Many of the world’s warmest cinematic memories were born along this stretch of highway. Lloyd often performed daredevil stunts for comedic effect along the Southern Pacific Railroad line that passes through the area. Keaton also filmed here at the old Iverson Movie Ranch, where he used the stony landscape masterfully in portraying a caveman for a segment of a film called Three Ages. The pass’ rugged, rock-strewn locations also served as backdrops for literally thousands of Westerns over the years, and are the very image of the Old West in the minds of millions around the world.
There is a site of another film ranch along Santa Susana Pass, the Spahn Movie Ranch, that also provided its share of movie magic to the world, but is known today for the part it played in one of Los Angeles’ most heinous killing sprees.Forty-one years ago today, cult leader Charles Manson ordered four members of his “Family,” as his followers were known, to murder everyone in a house in Benedict Canyon. His drug-fueled motive for the killings was to spark “Helter Skelter,” a race war between blacks and whites. The grisly murders of actress Sharon Tate and five others, along with the butchering of grocer Leno LaBianca and his wife the following night in similar fashion, were launched from Spahn Ranch, where the fake family lived in an artificial Western town.

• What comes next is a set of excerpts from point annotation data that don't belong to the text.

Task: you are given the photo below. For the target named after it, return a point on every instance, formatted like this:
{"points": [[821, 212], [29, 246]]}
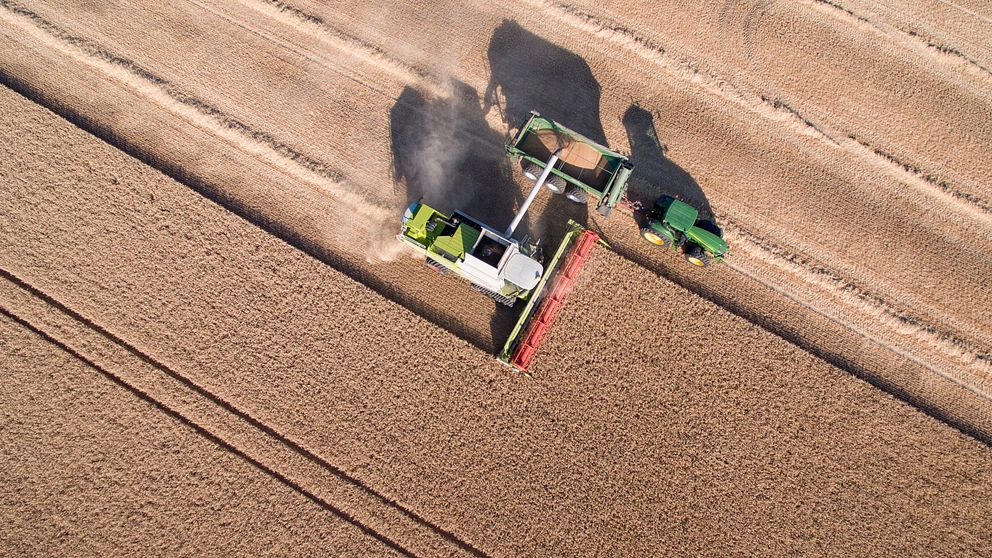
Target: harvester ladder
{"points": [[545, 315]]}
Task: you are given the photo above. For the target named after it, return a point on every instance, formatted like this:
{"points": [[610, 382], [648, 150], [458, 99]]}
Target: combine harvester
{"points": [[508, 269]]}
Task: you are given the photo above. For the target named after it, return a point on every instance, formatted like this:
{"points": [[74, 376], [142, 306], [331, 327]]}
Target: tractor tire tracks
{"points": [[378, 515]]}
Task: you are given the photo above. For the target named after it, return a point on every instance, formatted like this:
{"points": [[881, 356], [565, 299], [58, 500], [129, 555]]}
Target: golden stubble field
{"points": [[233, 357]]}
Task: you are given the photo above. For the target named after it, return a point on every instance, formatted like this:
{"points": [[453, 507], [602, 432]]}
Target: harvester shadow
{"points": [[531, 73], [443, 154], [527, 72], [655, 174]]}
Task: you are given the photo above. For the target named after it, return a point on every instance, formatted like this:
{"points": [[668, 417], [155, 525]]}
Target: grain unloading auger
{"points": [[508, 269]]}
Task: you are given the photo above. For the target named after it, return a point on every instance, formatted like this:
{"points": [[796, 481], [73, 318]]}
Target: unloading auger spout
{"points": [[533, 194]]}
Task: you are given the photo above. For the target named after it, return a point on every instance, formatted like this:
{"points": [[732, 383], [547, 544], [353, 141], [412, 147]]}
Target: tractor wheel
{"points": [[576, 194], [556, 184], [697, 257], [532, 171], [649, 234]]}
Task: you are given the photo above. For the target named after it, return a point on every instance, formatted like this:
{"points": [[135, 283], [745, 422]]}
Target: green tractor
{"points": [[675, 224]]}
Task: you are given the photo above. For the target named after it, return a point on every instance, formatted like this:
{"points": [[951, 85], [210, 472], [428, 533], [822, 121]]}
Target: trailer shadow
{"points": [[655, 174]]}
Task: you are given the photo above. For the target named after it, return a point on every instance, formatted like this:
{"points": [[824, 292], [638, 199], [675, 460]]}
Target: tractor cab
{"points": [[675, 224]]}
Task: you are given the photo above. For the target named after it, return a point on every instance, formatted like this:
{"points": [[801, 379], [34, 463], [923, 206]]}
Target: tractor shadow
{"points": [[445, 153], [654, 173]]}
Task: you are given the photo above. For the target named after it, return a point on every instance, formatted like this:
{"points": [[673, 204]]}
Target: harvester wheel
{"points": [[556, 184], [649, 234], [576, 194], [697, 257], [532, 171]]}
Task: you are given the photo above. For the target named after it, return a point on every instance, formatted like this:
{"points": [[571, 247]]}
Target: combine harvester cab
{"points": [[584, 168], [675, 224], [496, 265]]}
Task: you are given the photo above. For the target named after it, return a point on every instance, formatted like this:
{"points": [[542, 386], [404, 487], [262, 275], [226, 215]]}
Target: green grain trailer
{"points": [[583, 169]]}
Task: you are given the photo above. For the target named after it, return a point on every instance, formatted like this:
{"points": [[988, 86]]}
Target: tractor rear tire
{"points": [[556, 184], [576, 194], [531, 170], [649, 234], [696, 256]]}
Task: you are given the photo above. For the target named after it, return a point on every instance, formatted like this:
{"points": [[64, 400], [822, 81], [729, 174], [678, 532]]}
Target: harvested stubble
{"points": [[657, 421], [89, 469]]}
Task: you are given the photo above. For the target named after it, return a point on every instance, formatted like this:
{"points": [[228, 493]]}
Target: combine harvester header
{"points": [[539, 313]]}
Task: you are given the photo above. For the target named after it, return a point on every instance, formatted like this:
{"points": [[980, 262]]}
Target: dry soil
{"points": [[657, 422]]}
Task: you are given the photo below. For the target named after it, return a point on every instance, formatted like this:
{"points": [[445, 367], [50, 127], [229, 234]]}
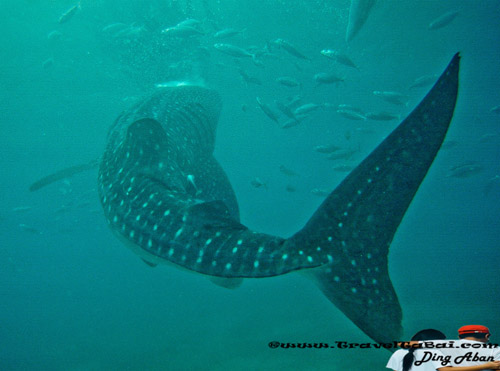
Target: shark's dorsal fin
{"points": [[363, 213]]}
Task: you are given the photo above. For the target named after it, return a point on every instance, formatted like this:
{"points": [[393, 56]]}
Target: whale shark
{"points": [[167, 198]]}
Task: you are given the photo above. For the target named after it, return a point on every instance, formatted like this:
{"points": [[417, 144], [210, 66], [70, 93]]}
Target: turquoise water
{"points": [[74, 298]]}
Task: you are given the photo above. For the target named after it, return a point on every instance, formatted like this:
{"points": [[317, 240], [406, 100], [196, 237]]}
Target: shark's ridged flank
{"points": [[166, 196]]}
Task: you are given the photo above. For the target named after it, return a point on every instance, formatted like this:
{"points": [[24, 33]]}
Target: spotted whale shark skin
{"points": [[165, 195]]}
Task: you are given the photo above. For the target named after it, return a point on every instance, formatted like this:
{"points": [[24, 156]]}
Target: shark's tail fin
{"points": [[357, 222]]}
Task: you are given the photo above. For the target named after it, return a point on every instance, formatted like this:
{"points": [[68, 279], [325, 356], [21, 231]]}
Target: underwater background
{"points": [[74, 298]]}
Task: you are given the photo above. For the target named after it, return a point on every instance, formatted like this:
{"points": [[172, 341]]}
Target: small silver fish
{"points": [[465, 170], [287, 171], [495, 109], [327, 78], [351, 115], [443, 20], [291, 49], [423, 81], [307, 108], [319, 192], [327, 149], [233, 51], [339, 57], [227, 33], [257, 183], [288, 81], [393, 97]]}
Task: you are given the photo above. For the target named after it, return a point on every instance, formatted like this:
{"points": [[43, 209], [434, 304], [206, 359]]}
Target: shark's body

The Family arrived at Spahn Ranch in 1968 and took up residence in shacks that had modeled as a Western set for several films and television shows, including Bonanza. The ranch was owned by 80-year-old George Spahn, who let Manson and his followers live at the site in exchange for sexual favors from the female members of the Family.
A week after the killings, Manson and 25 Family members were rounded-up at the ranch on suspicion of auto theft, but were later released on a technicality. They fled to Death Valley where they were eventually apprehended, and several Family members, including Manson, were tried and convicted for their roles in the murders.Today, nothing is left of the former film ranch after a wildfire burned every building to the ground a year after the killings.
It’s jarring to think that the same stretch of highway can be the birthplace of such laughter … and such terror.